Sound Ctrl: How does drip.fm work? What are the benefits of using it compared to other services?
Sam: Drip.fm acts a place of connection and discovery for music culture. By allowing artists and labels to communicate in a curatorial way, via membership, we are encouraging the support of music from the people who care about it most, the fans.
We love the sensation of receiving new music from the artists and labels we love through many sources. Drip.fm is the one that didn’t exist yet.
SC: Can you tell me about the launch of new label Luaka Bop?
Sam: Luaka Bop is a classic label in every sense of the word. Yale Evelev and David Byrne created a great brand that has lasted twenty years now. They have been responsible for bringing world music, particularly the music of Brazil to a larger public and have kept stride with new artists.
SC: What are some of the genres of music featured on drip.fm?
Sam: We are building a genre-agnostic platform, what matters to us is that the music is great and that fans are finding a service that does for them what other services can’t provide.
SC: What other labels are you hoping to secure contracts with in the near future?

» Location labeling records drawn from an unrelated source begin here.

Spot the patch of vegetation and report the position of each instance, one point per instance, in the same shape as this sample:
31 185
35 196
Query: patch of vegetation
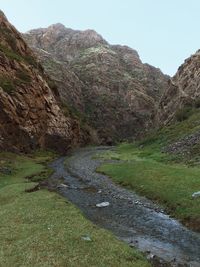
184 113
10 53
147 172
14 55
168 178
23 76
43 229
7 84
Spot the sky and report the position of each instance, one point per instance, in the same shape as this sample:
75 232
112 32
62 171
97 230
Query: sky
164 32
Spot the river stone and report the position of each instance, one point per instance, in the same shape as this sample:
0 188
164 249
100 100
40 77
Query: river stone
196 194
102 204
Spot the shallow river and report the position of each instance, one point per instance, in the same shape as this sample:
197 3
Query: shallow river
132 218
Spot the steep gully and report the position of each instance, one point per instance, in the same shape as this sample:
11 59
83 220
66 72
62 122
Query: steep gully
132 218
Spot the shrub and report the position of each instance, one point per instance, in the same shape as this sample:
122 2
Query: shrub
7 84
23 76
184 113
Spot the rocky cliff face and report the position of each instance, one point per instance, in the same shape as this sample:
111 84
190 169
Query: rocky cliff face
29 113
183 90
108 84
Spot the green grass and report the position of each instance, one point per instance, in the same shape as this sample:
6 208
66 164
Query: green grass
43 229
169 179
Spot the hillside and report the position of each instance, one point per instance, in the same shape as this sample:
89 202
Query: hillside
30 116
108 84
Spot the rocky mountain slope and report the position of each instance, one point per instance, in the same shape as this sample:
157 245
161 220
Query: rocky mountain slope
30 116
183 91
107 85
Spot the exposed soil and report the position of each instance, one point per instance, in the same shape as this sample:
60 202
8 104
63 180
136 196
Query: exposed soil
132 218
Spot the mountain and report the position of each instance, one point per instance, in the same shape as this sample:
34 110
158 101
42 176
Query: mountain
183 91
106 85
30 116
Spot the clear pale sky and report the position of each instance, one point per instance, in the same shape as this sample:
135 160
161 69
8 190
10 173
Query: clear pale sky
164 32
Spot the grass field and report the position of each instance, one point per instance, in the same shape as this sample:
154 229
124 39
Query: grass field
43 229
168 179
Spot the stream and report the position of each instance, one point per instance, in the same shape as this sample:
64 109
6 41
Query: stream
132 218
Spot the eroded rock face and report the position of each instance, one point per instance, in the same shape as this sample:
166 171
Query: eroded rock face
29 114
115 92
183 89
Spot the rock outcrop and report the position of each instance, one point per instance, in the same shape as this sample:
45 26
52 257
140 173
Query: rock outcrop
30 116
107 84
183 90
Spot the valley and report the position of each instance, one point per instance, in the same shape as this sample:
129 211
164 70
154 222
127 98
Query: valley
99 153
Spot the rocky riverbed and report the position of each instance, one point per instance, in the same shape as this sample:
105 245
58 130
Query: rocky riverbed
132 218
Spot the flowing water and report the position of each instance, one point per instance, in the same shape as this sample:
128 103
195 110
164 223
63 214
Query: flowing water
132 218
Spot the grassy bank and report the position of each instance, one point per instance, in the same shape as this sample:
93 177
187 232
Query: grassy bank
168 179
43 229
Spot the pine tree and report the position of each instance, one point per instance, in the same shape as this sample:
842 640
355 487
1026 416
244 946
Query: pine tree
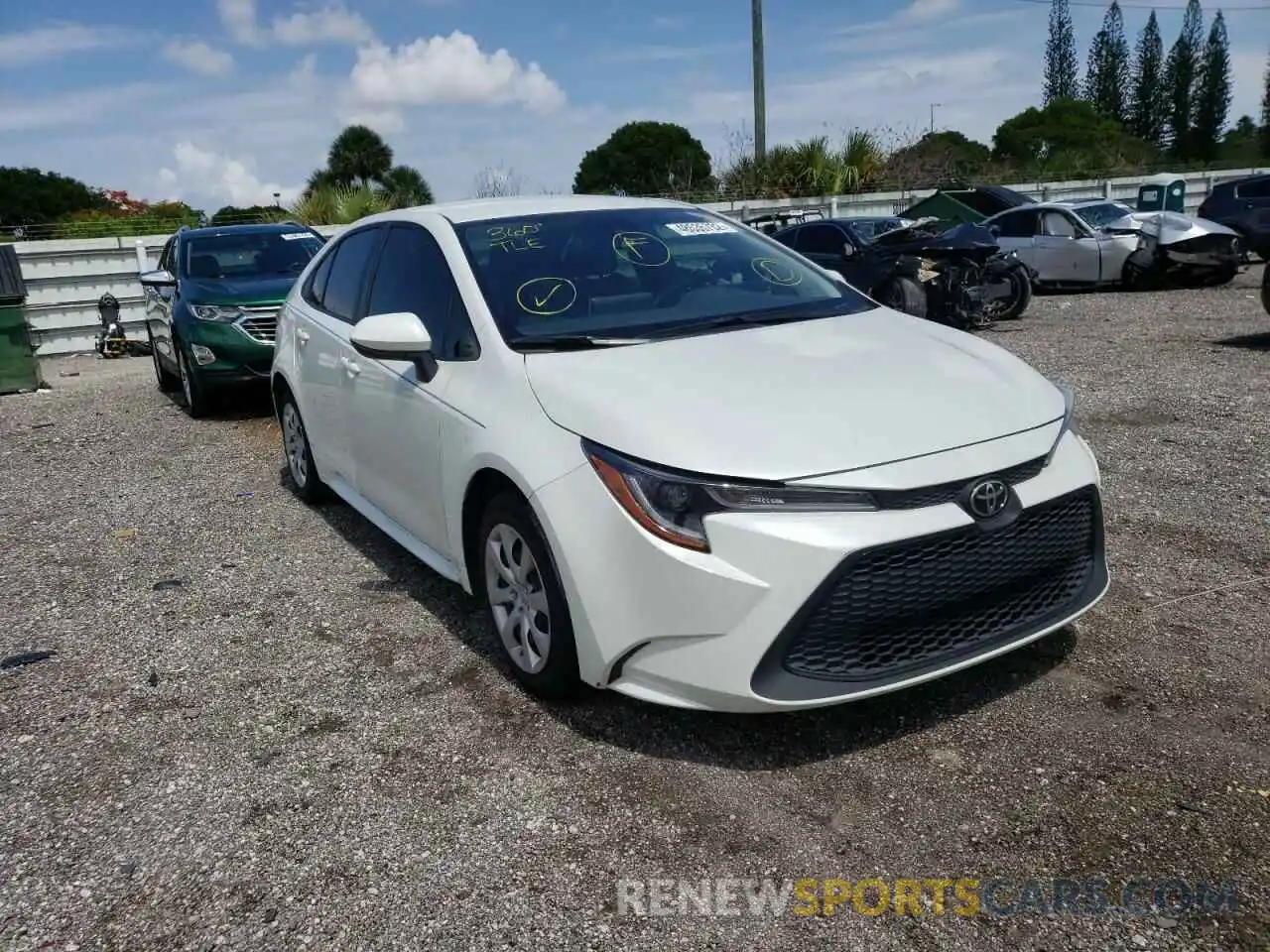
1182 72
1062 68
1150 100
1265 114
1107 76
1213 98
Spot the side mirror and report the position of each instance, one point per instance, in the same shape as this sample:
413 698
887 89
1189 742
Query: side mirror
395 336
160 278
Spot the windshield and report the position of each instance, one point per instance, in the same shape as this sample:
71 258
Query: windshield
1102 214
633 272
258 254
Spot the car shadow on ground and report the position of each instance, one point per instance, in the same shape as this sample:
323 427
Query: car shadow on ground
239 404
735 742
1248 341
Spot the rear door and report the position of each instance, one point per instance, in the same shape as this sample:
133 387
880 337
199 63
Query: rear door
331 302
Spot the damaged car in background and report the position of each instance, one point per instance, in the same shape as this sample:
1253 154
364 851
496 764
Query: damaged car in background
957 276
1100 243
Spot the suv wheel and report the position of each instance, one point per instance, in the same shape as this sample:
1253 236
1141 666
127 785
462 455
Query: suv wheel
168 381
191 391
517 576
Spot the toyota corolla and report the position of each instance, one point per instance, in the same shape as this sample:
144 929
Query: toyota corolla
677 460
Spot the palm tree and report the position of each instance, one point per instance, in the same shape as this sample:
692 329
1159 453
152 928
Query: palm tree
405 186
339 204
359 155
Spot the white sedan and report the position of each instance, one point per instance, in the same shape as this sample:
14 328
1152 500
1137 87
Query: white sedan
677 460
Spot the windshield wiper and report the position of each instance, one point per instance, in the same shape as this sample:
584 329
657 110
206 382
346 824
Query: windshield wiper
754 318
570 341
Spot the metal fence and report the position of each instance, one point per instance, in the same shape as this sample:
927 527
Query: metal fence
64 278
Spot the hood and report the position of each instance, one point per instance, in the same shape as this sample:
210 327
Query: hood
1170 227
239 291
795 400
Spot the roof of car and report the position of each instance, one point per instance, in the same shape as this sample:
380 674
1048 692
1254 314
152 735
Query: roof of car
258 229
521 206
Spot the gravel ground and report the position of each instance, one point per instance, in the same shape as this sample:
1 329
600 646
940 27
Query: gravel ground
303 739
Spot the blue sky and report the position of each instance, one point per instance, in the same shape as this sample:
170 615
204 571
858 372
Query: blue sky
225 102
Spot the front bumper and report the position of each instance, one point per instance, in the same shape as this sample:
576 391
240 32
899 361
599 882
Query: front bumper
793 611
243 354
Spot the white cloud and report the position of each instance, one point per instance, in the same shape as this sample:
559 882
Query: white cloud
59 40
222 178
238 17
449 70
198 58
331 24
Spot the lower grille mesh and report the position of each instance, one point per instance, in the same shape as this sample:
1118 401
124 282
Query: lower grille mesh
901 610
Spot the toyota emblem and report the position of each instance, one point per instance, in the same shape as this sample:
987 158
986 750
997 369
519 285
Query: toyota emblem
988 498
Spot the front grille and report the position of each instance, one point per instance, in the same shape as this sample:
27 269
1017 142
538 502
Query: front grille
259 324
897 611
949 492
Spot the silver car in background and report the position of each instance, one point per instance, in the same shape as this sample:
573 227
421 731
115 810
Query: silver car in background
1096 243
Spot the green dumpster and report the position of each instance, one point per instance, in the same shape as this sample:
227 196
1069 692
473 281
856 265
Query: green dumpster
18 367
965 206
1162 193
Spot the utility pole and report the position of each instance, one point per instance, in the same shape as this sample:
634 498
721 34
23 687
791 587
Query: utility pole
756 18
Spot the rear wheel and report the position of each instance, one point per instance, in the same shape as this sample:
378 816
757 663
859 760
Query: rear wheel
903 294
517 576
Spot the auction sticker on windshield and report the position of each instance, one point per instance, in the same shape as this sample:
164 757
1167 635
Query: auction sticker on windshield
699 227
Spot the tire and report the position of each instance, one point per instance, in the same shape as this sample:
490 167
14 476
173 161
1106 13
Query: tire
903 294
191 391
168 381
299 454
516 575
1021 298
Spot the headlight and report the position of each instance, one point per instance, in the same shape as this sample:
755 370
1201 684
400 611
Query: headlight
672 506
1069 405
214 312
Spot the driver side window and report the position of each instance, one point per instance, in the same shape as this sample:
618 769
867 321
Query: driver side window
821 240
1058 225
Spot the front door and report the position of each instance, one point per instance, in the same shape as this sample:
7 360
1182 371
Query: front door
158 303
1067 252
826 245
326 363
399 416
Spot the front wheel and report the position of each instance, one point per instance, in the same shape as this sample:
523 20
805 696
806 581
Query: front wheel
191 391
168 381
517 576
903 294
1020 296
302 467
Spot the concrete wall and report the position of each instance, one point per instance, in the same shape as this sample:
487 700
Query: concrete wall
66 278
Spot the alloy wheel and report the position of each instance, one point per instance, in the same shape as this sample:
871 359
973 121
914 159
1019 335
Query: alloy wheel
517 598
294 444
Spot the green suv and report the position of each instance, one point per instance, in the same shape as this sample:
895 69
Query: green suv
212 304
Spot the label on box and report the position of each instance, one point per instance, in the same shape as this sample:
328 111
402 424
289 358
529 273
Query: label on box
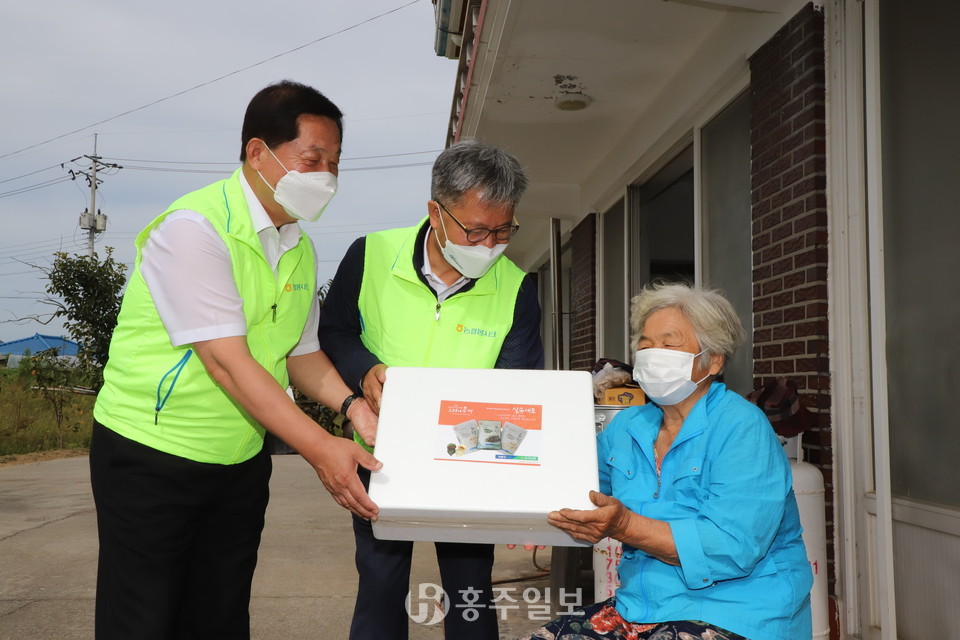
487 432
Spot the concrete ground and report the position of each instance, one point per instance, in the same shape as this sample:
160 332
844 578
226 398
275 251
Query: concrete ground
305 582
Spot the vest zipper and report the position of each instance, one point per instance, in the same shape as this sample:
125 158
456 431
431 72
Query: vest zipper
178 368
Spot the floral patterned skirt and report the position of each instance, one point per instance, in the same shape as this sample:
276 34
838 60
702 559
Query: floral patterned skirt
601 621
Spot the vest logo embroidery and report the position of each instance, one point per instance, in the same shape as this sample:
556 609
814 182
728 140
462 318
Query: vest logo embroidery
474 331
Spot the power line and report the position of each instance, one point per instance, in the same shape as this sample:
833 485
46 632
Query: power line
41 185
209 82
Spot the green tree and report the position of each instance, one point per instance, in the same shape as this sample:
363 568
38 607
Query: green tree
87 292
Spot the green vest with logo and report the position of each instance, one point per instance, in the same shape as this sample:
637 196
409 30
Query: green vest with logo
162 396
402 323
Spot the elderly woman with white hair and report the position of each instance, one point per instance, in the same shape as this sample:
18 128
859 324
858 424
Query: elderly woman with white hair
697 488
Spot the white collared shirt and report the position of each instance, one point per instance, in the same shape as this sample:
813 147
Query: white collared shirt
443 290
189 274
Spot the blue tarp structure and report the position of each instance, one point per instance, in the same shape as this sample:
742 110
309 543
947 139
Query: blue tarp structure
38 343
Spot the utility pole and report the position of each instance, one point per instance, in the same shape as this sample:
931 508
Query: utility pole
92 220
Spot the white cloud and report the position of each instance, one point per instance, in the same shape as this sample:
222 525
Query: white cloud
69 65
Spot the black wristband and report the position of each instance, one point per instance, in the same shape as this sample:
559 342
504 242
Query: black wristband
347 402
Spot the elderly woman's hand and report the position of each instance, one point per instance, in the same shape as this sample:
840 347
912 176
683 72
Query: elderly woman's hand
608 520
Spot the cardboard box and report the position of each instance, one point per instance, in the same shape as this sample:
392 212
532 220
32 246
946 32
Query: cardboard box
628 395
473 455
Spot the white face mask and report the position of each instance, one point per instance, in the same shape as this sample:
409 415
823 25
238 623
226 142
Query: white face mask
303 196
471 261
665 374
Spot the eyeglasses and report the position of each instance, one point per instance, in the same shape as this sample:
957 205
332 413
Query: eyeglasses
500 234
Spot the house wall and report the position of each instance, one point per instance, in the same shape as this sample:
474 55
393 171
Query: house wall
789 217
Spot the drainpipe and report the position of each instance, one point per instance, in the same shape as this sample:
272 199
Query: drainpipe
470 53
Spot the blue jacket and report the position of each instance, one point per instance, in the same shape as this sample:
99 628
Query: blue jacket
727 492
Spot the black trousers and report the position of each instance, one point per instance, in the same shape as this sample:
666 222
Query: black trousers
178 541
384 568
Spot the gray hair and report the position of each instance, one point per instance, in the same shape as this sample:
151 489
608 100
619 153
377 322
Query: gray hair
715 324
494 173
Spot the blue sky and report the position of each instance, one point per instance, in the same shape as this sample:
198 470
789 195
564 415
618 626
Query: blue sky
164 87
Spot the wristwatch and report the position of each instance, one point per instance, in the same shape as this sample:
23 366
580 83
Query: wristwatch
347 402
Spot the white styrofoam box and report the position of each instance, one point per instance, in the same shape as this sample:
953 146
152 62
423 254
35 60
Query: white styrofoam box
436 486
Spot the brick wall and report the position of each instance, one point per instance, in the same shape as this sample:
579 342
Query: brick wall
583 294
788 154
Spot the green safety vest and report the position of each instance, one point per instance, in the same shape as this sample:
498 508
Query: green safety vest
162 396
402 323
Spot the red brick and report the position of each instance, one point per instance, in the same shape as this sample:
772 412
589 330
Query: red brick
783 366
782 332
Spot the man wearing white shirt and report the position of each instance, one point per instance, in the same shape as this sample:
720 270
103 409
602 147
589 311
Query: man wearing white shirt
220 314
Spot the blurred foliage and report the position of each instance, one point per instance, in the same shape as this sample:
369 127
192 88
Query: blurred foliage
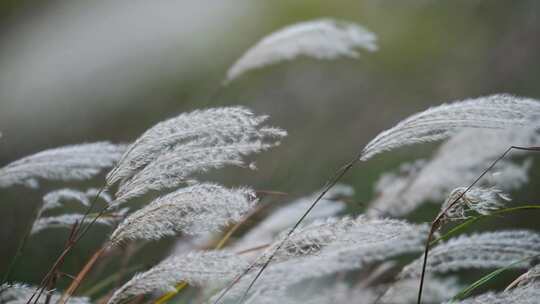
430 52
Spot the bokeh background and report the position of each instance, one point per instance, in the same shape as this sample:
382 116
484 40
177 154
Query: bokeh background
84 71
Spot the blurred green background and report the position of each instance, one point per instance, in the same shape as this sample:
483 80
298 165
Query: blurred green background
83 71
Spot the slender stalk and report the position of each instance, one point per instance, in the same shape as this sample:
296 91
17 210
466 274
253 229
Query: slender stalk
80 277
438 220
328 185
21 245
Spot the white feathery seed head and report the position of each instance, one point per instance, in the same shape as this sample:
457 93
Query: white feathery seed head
193 210
478 200
286 216
525 294
170 152
436 290
440 122
58 198
328 247
195 268
68 163
319 39
480 251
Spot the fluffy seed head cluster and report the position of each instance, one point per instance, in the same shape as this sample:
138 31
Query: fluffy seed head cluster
59 198
327 247
320 39
437 123
483 250
194 268
169 153
75 162
20 294
286 216
192 210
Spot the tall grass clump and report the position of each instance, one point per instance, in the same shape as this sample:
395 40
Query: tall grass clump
234 247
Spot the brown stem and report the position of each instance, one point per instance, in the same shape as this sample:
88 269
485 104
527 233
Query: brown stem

Sam: We are working with a variety of different curators, labels and artists in different genres. Stay tuned.
SC: Can you tell me what you see in the future of drip.fm as it relates to an ever-evolving music industry?
Sam: Everyone is quite keen to know the future of the music industry, but in a lot of ways, we have to look to the past to see what works.
We believe, as music fans, that connection and context is crucial to enjoying and discovering music. The record store had it right in many ways; it just became harder to make that model work, though some have thrived. While we cannot replicate that experience, nor would we want to entirely, we believe that allowing fans, creators and curators to see equal value in a music purchase is key to a successful future.